Robert Hildebrand - Intersection Cuts: Geometry, algorithms, and strength

There is beautiful mathematics to be discovered when visualizing cutting planes from a geometric perspective. Enter the idea of intersection cuts. This perspective was initiated by Balas in the 1970’s and developed significantly in recent years. We will see how intersection cuts can be described using the geometry of the feasible set and computed efficiently via the tableau through the corner polyhedron relaxation.
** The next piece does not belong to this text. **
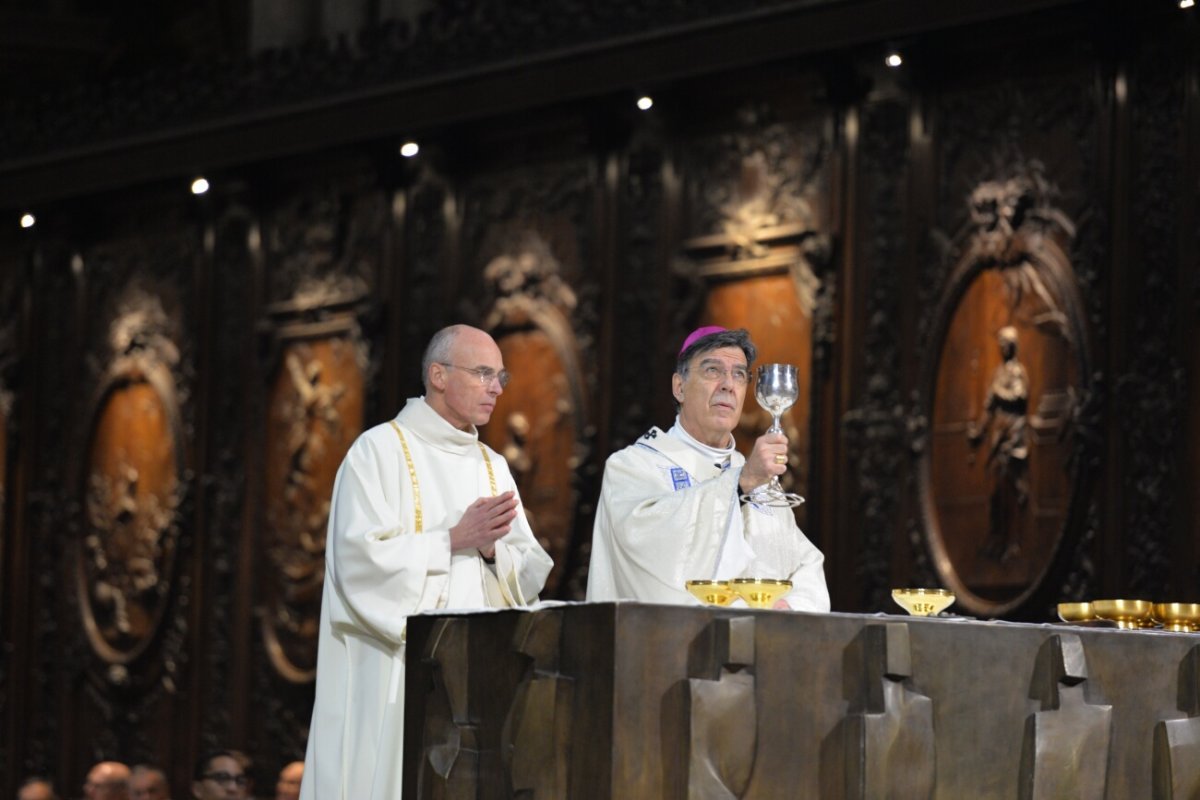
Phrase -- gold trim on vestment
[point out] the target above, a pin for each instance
(417, 486)
(412, 476)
We will begin with a discussion in the context of linear integer programming and how these ideas generalize to non-convex mixed integer nonlinear programming.

12:00 - 1:45 Lunch
1:45 - 2:45

Robert Hildebrand - Intersection Cuts: Geometry, algorithms, and strength

There is beautiful mathematics to be discovered when visualizing cutting planes from a geometric perspective. Enter the idea of intersection cuts. This perspective was initiated by Balas in the 1970’s and developed significantly in recent years. We will see how intersection cuts can be described using the geometry of the feasible set and computed efficiently via the tableau through the corner polyhedron relaxation. We will begin with a discussion in the context of linear integer programming and how these ideas generalize to non-convex mixed integer nonlinear programming.

2:45 - 3:05 Coffee Break
3:05 - 4:05

Jean-Philippe (JP) Richard - Cutting Planes for MINLP

Leveraging problem structure has emerged as a useful strategy for generating strong cutting planes in integer programming. The expressive nature of nonlinear functions greatly expands the range of structured sets that can be explored in mixed-integer nonlinear programming. This presentation highlights the pivotal role of multilinear functions, which invariably appear when relaxing factorable nonlinear programs, i.e., problems characterized by constraints and objectives derived through recursive compositions of sums and products of intermediate functions, originating from a set of base univariate functions. Beginning with foundational concepts surrounding the Boolean quadric polytope, we explore how polyhedral partitions, lifting, and disjunctive approaches, among others, can be employed to gain insights and derive cutting planes for these structures.

4:05 - 4:15 Break
4:15 - 5:00

Jean-Philippe (JP) Richard - Cutting Planes for MINLP

Leveraging problem structure has emerged as a useful strategy for generating strong cutting planes in integer programming. The expressive nature of nonlinear functions greatly expands the range of structured sets that can be explored in mixed-integer nonlinear programming. This presentation highlights the pivotal role of multilinear functions, which invariably appear when relaxing factorable nonlinear programs, i.e., problems characterized by constraints and objectives derived through recursive compositions of sums and products of intermediate functions, originating from a set of base univariate functions. Beginning with foundational concepts surrounding the Boolean quadric polytope, we explore how polyhedral partitions, lifting, and disjunctive approaches, among others, can be employed to gain insights and derive cutting planes for these structures.